I picked a different folder on a different drive as the destination folder (W:\Capture\AMD ReLive
), and there I went, recording some of my gameplay. It all seemed to work just fine!
I later went to look at my recordings, and I did stumble upon an issue when I tried to see what I had recorded when I’d been playing NieR Replicant. When trying to open the folder, Windows Explorer complained about the folder not existing.
I looked more closely, and noticed something peculiar. The folder was named NieR Replicant ver.1.22474487139...
! This folder title was likely based on the window title of the captured game.

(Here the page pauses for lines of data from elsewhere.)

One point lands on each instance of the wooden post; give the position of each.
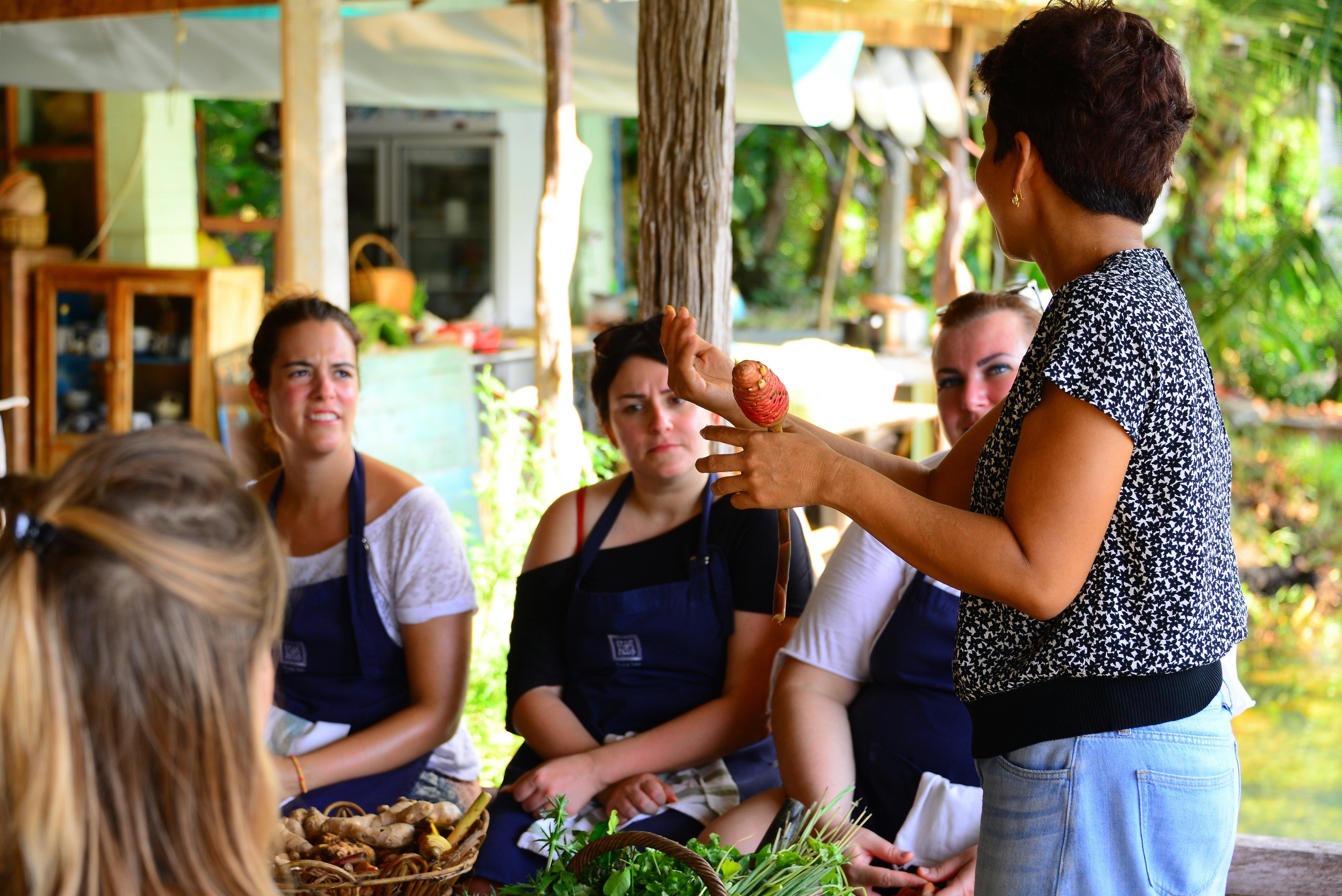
(960, 191)
(835, 247)
(567, 160)
(315, 237)
(889, 277)
(688, 58)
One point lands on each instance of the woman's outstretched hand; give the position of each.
(959, 871)
(790, 469)
(700, 372)
(869, 847)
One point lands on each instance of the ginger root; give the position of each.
(410, 812)
(293, 840)
(371, 831)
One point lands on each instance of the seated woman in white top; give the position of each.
(376, 648)
(864, 695)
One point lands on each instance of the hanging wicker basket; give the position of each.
(646, 840)
(392, 288)
(408, 875)
(23, 231)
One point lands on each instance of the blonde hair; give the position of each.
(131, 762)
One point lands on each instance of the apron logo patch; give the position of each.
(626, 648)
(293, 655)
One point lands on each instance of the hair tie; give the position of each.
(33, 533)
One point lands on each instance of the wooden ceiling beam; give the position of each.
(13, 11)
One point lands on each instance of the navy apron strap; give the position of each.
(603, 526)
(702, 556)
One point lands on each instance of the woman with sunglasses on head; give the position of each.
(643, 632)
(1086, 518)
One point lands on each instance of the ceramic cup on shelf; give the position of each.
(77, 400)
(170, 408)
(99, 345)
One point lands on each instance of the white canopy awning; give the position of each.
(474, 60)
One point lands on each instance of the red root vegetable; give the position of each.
(764, 400)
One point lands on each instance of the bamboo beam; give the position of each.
(315, 229)
(41, 10)
(688, 60)
(567, 160)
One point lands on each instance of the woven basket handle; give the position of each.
(650, 842)
(356, 251)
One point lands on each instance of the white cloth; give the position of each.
(419, 572)
(845, 618)
(704, 793)
(416, 561)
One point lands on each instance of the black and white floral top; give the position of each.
(1163, 600)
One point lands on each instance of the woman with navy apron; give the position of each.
(864, 695)
(372, 666)
(642, 634)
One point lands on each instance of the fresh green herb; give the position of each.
(811, 864)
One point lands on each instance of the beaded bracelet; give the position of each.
(302, 781)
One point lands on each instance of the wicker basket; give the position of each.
(412, 875)
(650, 842)
(23, 231)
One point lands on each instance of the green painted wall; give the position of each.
(416, 411)
(157, 222)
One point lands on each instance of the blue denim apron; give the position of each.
(339, 664)
(635, 660)
(908, 720)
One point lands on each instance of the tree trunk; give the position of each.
(960, 190)
(688, 56)
(834, 250)
(567, 159)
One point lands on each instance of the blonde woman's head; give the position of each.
(137, 611)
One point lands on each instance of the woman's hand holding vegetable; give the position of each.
(959, 871)
(698, 371)
(576, 777)
(792, 469)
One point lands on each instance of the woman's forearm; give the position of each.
(701, 736)
(387, 745)
(549, 726)
(971, 552)
(814, 740)
(909, 474)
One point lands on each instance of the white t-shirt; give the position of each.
(846, 615)
(419, 572)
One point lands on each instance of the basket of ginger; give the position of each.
(414, 848)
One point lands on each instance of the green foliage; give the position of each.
(511, 505)
(810, 864)
(378, 322)
(1261, 281)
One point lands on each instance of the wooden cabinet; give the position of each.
(120, 348)
(17, 278)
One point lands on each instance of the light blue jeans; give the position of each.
(1144, 811)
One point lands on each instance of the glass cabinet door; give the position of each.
(162, 351)
(449, 219)
(84, 349)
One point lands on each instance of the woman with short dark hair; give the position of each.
(1086, 518)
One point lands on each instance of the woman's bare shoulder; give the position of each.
(265, 486)
(386, 486)
(557, 534)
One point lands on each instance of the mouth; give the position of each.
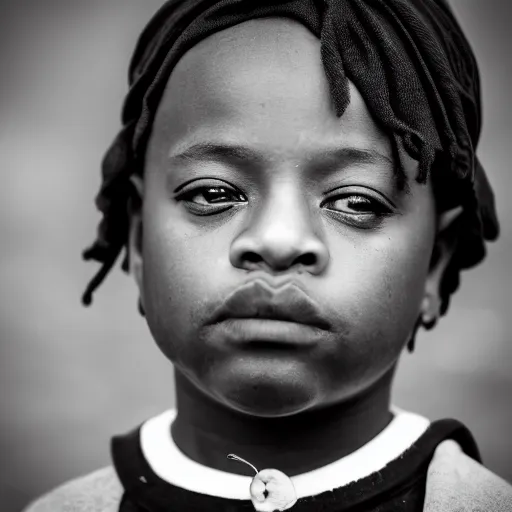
(259, 300)
(260, 313)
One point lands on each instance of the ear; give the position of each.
(444, 248)
(135, 267)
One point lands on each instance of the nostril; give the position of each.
(252, 257)
(309, 259)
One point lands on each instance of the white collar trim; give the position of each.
(174, 467)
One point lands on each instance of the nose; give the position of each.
(280, 235)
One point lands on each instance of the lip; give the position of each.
(287, 305)
(264, 332)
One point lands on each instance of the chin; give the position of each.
(269, 389)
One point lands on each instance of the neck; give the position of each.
(207, 431)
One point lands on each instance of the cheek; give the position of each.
(181, 271)
(377, 282)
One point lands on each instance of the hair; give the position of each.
(410, 61)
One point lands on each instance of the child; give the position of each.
(297, 190)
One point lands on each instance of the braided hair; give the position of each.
(408, 58)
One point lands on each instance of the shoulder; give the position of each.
(100, 491)
(456, 482)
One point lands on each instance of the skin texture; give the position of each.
(293, 207)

Notice something strange? That’s a trailing period in the folder name (three in fact): while possible to create on the filesystem, this is not officially supported on the Win32 platform. Here’s what Microsoft says about the matter:
Do not end a file or directory name with a space or a period. Although the underlying file system may support such names, the Windows shell and user interface does not. However, it is acceptable to specify a period as the first character of a name. For example, “.temp”.
Oops! So, what about my recordings?
Good news: I could move the recordings from inside the folder to my desktop by copying the files via 7zip’s GUI (thankfully!), but I could not delete or rename the folder.
I was able to delete this particular folder via the Windows Command Line when running as an admin:
rd /s "\\?\W:\Capture\AMD ReLive\NieR Replicant ver.1.22474487139..."
If you’re having this very unlikely issue, you can fix it like that. I also reported the bug to AMD via their bug reporting tool: it seems like they should probably sanitize the name of the folder that is created when saving a game recording.
I do think that this is a very niche bug, because I don’t think many games use window titles that can cause “invalid” folders to be created.